I’ve also sensed that some riding instructors change with the seasons. In the winter, when the competitive pressure is off, they become more teacher-like, more patient, more tolerant of mistakes. When the season heats up, though, so do they.

They might not have made a major issue of that insufficient lengthening when Pine Top (Ga.) was two months in the future. They might have even explained why correct lengthenings are the result the horse being more fully engaged, and that engagement, elevation and self-carriage cannot be rushed.
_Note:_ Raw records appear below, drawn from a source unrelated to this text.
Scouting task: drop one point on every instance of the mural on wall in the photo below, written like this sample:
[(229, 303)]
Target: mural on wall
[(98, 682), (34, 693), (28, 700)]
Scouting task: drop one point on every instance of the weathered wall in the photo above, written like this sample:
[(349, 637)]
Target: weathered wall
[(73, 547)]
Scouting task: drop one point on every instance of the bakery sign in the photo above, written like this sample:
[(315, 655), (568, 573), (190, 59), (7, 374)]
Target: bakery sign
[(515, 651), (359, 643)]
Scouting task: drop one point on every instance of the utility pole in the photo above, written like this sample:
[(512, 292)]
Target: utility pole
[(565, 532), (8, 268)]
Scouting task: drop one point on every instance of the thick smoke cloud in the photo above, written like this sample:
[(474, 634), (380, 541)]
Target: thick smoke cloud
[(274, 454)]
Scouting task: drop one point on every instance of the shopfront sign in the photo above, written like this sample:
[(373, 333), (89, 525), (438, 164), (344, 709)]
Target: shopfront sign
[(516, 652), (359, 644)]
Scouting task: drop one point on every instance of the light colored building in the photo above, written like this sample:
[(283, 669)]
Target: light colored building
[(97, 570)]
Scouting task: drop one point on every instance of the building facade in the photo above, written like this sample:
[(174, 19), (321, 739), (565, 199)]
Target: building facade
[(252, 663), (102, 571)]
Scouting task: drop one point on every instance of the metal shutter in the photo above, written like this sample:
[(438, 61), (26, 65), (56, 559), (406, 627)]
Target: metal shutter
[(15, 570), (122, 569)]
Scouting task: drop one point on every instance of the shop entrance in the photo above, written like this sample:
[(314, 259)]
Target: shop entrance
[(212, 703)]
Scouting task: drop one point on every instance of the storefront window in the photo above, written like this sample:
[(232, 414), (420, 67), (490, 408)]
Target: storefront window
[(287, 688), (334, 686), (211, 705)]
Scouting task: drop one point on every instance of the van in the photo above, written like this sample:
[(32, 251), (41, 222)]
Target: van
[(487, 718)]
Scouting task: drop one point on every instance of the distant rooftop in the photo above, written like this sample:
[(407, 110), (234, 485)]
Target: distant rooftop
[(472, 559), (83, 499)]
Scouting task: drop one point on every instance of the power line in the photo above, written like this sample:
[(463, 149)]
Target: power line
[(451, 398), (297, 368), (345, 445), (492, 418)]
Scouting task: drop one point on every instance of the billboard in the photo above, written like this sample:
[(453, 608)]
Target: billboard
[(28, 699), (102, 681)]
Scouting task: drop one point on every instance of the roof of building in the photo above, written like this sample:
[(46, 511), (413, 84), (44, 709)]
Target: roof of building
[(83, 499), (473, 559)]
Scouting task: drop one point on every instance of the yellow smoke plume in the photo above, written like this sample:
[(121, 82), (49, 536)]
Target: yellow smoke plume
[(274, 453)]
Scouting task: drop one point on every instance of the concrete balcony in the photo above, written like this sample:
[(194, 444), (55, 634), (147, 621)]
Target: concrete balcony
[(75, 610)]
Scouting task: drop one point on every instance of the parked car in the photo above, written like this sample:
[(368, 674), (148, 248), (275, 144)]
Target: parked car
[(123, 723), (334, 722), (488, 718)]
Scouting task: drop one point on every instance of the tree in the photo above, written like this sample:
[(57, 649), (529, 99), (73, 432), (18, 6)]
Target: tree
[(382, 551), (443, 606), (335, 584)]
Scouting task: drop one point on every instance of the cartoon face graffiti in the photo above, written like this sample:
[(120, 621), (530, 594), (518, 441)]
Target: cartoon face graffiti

Now, suddenly, with Pine Top looming large only two weeks away, philosophical considerations are cast aside in the urgency of the moment.

It’s always struck me that the very best riders are those for whom the correct ways seem to be their instinctive reactions. Those responses are usually examples of learned behavior, although they may look completely natural. If riders can recreate certain learned skills under competitive pressure, do we call the people from whom they’ve learned those skills teachers or coaches?

I don’t think it’s possible for someone to be a truly great coach unless that person has superior teaching skills as well. It isn’t just a matter of shouting, “Now go out there and win one for the Gipper,” unless the athletes have been taught the basic ingredients that allow them to win. I think it’s more likely that a coach must also be a teacher, than that a teacher must also be a coach.

I suppose that when someone has been both a great coach and a great teacher like Bertalan de Nemethy, it doesn’t really matter whether coaching or teaching was more true to his basic nature. It is enough that he was brilliant in both roles, and that he made all of us in America who ride horses that jump the beneficiaries of his legacy.